A Numerical Exploration Of How The EU's Article 13 Will Lead To Massive Censorship
from the it's-not-good-folks dept
One of the key talking points from those in favor of Article 13 in the EU Copyright Directive is that people who claim it will lead to widespread censorship are simply making it up. We’ve explained many times why this is untrue, and how any time you put in place a system for taking down content, tons of perfectly legitimate content gets caught up in it. Some of this is from malicious takedowns, but much of it is just because algorithms make mistakes. And when you make mistakes at scale, bad things happen. Most of you are familiar with the concept of “Type 1” and “Type 2” errors in statistics. These can be more simply described as false positives and false negatives. Over the weekend, Alec Muffett decided to put together a quick “false positive” emulator to show how much of an impact this would have at scale and tweeted out quite a thread, that has since been un-threaded into a webpage for easier reading. In short, at scale, the “false positive” problem is pretty intense. A ton of non-infringing content is likely to get swept up in the mess.
Using a baseline of 10 million piece of content and a much higher than reality level of accuracy (99.5%), and an assumption that 1 in 10,000 items are “bad” (i.e., “infringing”) you end up with a ton of legitimate content taken down to stop just a bit of infringement:
So basically in an effort to stop 1,000 pieces of infringing content, you’d end up pulling down 50,000 pieces of legitimate content. And that’s with an incredible (and unbelievable) 99.5% accuracy rate. Drop the accuracy rate to a still optimistic 90%, and the results are even more stark:
Now we’re talking about pulling down one million legitimate, non-infringing pieces of content in pursuit of just 1,000 infringing ones (many of which the system still misses).
Of course, I can hear the howls from the usual crew, complaining that the 1 in 10,0000 number is unrealistic (it’s not). Lots of folks in the legacy copyright industries want to pretend that the only reason people use big platforms like YouTube and Facebook is to upload infringing material, but that’s laughably wrong. It’s actually a very, very small percentage of such content. And, remember, of course, Article 13 will apply to basically any platform that hosts content, even ones that are rarely used for infringement.
But, just to humor those who think infringement is a lot more widespread than it really is, Muffett also ran the emulator with a scenario in which 1 out of every 500 pieces of content are infringing and (a still impossible) 98.5% accuracy. It’s still a disaster:
In that totally unrealistic scenario with a lot more infringement than is actually happening and with accuracy rates way above reality, you still end up pulling down 150,000 non-infringing items… just to stop less than 20,000 infringing pieces of content.

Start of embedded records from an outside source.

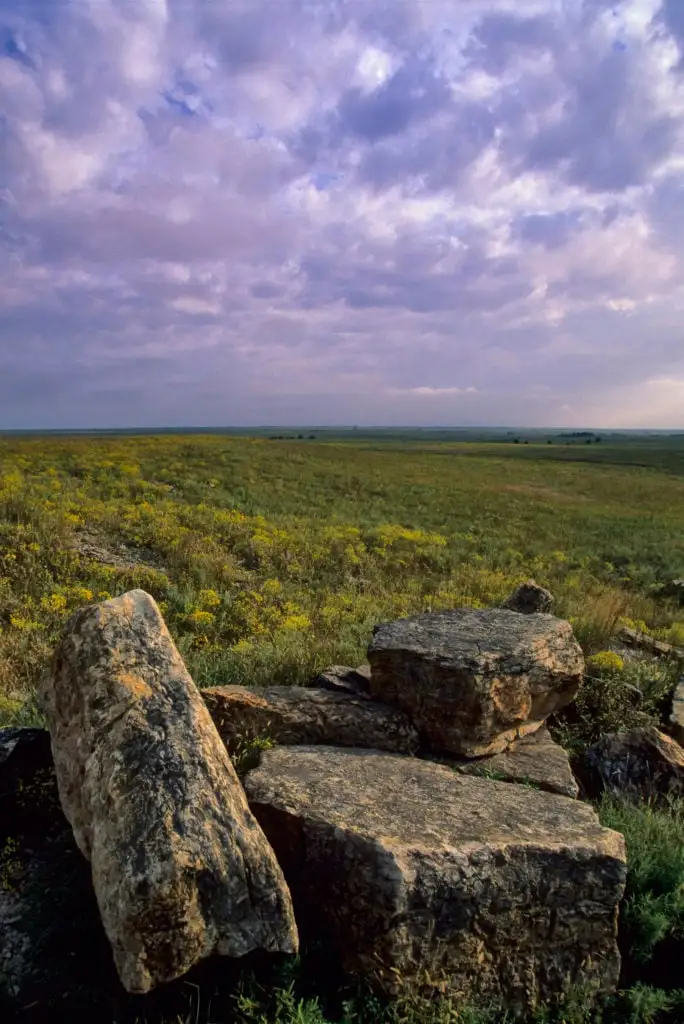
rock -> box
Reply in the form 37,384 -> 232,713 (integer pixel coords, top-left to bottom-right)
584,726 -> 684,799
202,686 -> 418,754
369,608 -> 584,757
245,746 -> 626,1009
0,729 -> 120,1020
670,676 -> 684,743
502,580 -> 553,615
451,726 -> 580,799
43,590 -> 297,992
313,665 -> 371,696
615,626 -> 684,662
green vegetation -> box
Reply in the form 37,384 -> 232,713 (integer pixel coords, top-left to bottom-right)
0,428 -> 684,1024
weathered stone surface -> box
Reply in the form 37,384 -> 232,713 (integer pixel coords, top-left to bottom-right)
0,729 -> 120,1021
43,590 -> 297,992
369,608 -> 584,757
502,580 -> 553,615
452,726 -> 580,799
670,676 -> 684,743
313,665 -> 371,696
202,686 -> 418,754
584,726 -> 684,799
245,746 -> 626,1008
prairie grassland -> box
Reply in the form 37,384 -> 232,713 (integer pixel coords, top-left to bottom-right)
0,434 -> 684,721
0,434 -> 684,1024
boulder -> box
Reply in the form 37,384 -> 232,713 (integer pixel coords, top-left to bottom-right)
502,580 -> 553,615
583,726 -> 684,800
451,726 -> 580,799
202,686 -> 418,754
369,608 -> 584,757
0,728 -> 121,1021
313,665 -> 371,696
670,676 -> 684,743
245,746 -> 626,1011
42,590 -> 298,992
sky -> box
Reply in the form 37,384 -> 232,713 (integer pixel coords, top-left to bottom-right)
0,0 -> 684,429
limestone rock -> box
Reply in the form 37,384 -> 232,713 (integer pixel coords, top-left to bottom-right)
43,590 -> 297,992
452,726 -> 580,799
0,728 -> 119,1020
202,686 -> 418,754
670,676 -> 684,743
245,746 -> 626,1008
584,726 -> 684,799
314,665 -> 371,696
369,608 -> 584,757
502,580 -> 553,615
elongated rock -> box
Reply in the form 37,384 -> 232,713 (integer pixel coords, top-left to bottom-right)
369,608 -> 584,757
245,746 -> 627,1012
451,726 -> 580,800
202,686 -> 418,754
43,590 -> 298,992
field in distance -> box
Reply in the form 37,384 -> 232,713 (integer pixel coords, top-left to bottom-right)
0,428 -> 684,721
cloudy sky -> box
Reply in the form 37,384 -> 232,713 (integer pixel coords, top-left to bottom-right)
0,0 -> 684,428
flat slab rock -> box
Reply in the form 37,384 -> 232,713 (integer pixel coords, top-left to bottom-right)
42,590 -> 298,992
245,746 -> 626,1009
202,686 -> 418,754
451,726 -> 580,799
369,608 -> 584,757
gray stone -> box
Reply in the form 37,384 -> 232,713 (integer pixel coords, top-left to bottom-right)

Indeed, Muffett then figures out that with a 98.5% accuracy rate, if a platform has 1 in 67 items as infringing, at that point you’ll “break even” in terms of the numbers of non-infringing content (147,000) that is caught by the filter, to catch an equivalent amount of infringing content. But that still means censoring nearly 150,000 pieces of non-infringing content.
This is one of the major problems that people don’t seem to comprehend when they talk about filtering (or even human moderating) content at scale. Even at impossibly high accuracy rates, a “small” percentage of false positives leads to a massive amount of non-infringing content being taken offline.
Perhaps some people feel that this is acceptable “collateral damage” to deal with the relatively small amount of infringement on various platforms, but to deny that it will create widespread censorship of legitimate and non-infringing content is to deny reality.